The inquiry does not consider there is an economic efficiency case for compensating industry participants adversely affected by the proposed reforms. Indeed, there is an efficiency-related argument for not providing compensation as to do so may encourage rent-seeking activity by the industry to gain compensation. Such activity is wasteful of resources and unproductive from the broader community’s perspective and may encourage similar behaviour in relation to other microeconomic reforms, thereby hindering those reforms and reducing their efficiency gains.
Risk in taxi licence investment
The capacity of licence owners to be aware of potential licensing policy change is not only relevant to the information asymmetry argument discussed above; it also raises the question of licence owners’ perceptions of the risk in their investments at the time of purchase. A number of submissions from licence owners stressed the magnitude of the investment they had made in acquiring a licence or licences, particularly where licences were purchased in recent years at prices in excess of $450,000. Some of these investments were claimed to be very highly geared, up to 100 per cent, with family homes as security in some cases. Other submissions claimed that all of a licence owner’s wealth was invested in a taxi licence or licences.

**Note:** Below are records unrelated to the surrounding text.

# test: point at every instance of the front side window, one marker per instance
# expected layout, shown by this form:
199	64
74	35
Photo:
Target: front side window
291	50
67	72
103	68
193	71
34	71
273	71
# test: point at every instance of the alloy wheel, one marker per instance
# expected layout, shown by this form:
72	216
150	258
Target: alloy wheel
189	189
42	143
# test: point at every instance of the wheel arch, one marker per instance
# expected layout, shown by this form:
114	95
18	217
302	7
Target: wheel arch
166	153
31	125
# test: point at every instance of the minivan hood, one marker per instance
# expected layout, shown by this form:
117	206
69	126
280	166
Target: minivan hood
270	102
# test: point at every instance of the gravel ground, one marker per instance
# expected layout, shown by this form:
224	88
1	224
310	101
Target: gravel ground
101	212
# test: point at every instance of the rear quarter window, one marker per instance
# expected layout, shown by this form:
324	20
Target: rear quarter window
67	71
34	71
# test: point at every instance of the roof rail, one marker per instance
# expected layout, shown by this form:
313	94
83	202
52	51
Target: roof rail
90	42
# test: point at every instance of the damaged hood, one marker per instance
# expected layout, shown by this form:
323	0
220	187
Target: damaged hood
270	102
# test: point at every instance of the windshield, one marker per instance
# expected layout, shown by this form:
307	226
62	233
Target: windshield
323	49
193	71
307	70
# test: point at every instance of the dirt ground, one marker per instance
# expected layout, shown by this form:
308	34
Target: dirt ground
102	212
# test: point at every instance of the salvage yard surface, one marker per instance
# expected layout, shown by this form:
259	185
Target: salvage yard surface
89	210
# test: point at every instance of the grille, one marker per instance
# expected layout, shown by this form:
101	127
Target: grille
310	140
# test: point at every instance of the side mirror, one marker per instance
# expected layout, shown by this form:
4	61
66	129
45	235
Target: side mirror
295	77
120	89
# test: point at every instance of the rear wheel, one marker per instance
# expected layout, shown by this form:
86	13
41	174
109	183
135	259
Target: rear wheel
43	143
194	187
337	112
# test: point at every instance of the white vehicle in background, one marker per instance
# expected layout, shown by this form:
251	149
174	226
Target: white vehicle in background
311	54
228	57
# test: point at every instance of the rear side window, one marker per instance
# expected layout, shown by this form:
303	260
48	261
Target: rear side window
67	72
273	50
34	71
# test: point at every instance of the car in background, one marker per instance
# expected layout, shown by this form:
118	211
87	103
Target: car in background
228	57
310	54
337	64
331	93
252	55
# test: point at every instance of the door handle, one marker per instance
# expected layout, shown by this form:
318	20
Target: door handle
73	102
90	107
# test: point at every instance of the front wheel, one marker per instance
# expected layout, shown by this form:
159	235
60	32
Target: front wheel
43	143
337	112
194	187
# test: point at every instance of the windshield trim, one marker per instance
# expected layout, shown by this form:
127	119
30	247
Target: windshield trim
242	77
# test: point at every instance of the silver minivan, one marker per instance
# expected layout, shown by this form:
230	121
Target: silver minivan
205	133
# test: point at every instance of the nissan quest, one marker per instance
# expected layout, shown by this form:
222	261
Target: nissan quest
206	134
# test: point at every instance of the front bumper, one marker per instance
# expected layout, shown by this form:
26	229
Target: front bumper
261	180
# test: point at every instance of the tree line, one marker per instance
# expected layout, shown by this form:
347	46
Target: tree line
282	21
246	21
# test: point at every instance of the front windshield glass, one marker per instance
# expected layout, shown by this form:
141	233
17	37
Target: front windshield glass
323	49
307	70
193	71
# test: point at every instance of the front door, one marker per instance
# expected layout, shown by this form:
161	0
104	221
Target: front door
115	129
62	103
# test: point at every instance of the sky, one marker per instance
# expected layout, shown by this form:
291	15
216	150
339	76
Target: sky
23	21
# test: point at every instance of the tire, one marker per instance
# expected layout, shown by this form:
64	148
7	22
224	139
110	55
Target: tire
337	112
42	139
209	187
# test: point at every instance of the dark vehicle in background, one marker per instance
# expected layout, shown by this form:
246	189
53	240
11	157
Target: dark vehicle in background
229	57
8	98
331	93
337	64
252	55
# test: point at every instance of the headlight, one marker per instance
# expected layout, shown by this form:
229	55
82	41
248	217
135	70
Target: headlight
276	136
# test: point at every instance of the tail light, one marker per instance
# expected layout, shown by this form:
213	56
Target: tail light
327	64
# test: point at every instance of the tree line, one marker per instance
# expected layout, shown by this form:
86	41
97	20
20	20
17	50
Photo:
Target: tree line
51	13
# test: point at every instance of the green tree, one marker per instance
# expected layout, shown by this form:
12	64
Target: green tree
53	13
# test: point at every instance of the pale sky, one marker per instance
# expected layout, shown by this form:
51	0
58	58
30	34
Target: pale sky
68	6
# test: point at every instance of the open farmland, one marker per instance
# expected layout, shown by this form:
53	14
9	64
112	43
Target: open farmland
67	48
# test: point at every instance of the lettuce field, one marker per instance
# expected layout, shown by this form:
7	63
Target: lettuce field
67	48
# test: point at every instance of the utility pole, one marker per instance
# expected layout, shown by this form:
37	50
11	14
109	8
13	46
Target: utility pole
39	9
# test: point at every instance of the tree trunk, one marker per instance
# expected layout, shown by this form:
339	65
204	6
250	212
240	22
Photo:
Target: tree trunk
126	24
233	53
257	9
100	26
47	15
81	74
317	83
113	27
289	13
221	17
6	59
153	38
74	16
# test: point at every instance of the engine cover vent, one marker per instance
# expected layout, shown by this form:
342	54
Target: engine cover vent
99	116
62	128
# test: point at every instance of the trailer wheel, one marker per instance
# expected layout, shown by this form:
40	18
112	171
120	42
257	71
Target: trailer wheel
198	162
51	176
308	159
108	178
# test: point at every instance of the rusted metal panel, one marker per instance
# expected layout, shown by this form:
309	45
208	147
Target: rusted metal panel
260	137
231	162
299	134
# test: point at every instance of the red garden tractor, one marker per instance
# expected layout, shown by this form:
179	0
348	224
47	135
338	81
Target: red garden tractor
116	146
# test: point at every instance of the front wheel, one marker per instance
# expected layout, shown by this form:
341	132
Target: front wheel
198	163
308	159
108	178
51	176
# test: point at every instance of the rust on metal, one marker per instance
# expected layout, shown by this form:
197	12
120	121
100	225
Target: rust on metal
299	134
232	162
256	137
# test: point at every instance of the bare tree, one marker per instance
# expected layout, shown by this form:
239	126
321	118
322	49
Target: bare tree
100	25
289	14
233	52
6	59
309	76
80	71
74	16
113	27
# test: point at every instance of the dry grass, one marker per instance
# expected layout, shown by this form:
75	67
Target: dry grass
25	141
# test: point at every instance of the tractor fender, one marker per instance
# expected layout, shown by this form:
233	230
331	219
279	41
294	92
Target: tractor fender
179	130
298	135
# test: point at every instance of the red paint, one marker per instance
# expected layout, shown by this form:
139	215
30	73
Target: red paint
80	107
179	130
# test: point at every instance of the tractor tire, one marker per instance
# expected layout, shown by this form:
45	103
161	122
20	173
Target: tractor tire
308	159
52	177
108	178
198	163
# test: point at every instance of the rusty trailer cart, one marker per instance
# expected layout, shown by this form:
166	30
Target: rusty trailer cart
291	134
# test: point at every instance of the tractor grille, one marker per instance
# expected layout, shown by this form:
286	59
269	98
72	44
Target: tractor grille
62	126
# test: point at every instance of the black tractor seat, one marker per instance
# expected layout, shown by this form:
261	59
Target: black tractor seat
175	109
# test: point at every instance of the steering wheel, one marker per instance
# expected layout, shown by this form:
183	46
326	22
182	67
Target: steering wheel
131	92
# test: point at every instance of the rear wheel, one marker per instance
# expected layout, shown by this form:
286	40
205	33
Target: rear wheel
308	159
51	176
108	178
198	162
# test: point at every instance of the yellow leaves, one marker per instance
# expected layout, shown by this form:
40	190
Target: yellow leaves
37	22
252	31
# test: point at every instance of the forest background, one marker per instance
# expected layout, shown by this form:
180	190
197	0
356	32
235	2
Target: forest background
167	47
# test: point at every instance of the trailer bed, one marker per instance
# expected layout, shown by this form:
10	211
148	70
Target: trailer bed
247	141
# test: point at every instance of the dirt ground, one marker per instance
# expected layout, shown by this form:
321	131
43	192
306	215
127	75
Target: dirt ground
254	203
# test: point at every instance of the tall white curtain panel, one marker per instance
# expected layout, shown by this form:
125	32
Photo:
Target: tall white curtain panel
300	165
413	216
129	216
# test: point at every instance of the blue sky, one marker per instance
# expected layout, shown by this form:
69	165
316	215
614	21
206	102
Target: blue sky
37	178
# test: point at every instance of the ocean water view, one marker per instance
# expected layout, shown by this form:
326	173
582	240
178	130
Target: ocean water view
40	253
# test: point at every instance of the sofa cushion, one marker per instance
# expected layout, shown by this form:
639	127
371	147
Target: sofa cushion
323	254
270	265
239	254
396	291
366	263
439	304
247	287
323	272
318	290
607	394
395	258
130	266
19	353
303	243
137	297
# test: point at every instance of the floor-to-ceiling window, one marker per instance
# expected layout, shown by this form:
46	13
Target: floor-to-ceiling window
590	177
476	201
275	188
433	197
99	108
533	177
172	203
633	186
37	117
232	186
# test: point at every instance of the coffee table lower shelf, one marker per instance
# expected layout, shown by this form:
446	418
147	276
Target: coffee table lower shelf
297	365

This raises a number of questions: what independent financial and legal advice did purchasers obtain prior to making their investments in one or more licences? What was the extent of awareness and understanding of the industry held by persons purchasing and holding licences over time? What did prospective purchasers make of the relatively high capital gain and income yield from licences, in the context of the fundamental investment principle that return is related to the degree of risk? Did they properly consider that high returns are associated, generally, with high risk investments?
It appears from submissions provided to the inquiry that some taxi licence owners may have made uninformed or ill-advised investments in several respects, such as underestimating the inherent riskiness of the investment or not investing in a diversified portfolio to spread risk or being very highly geared. This question about the prudency of apparent approaches to risk is particularly relevant to those licence owners who are ‘investor’-owners (some of whom lease multiple licences), rather than owner-operators/drivers. It is reasonable to ask whether these investors should have been expected to better understand the risks associated with the asset and to have a stronger financial capacity to bear the potential ‘downside’ of what is, for this category of owner, a speculative investment.
It would also appear from some submissions that some licence owners may have had little understanding of the industry they invested in at historically very high prices and on highly-geared bases. If this perception is correct, it seems incongruous for licence owners who emphasise the size of their investment in the industry to also be uniformed about the nature of the regulatory scheme and prospects for policy-induced change in the industry. Again, this raises questions about the proportion of current licence owners who sought independent financial and legal advice about the licence asset before making their investment. For example, what proportion obtained advice that referred explicitly to section 90 of the Transport (Compliance and Miscellaneous) Act and the history of government consideration of licensing changes?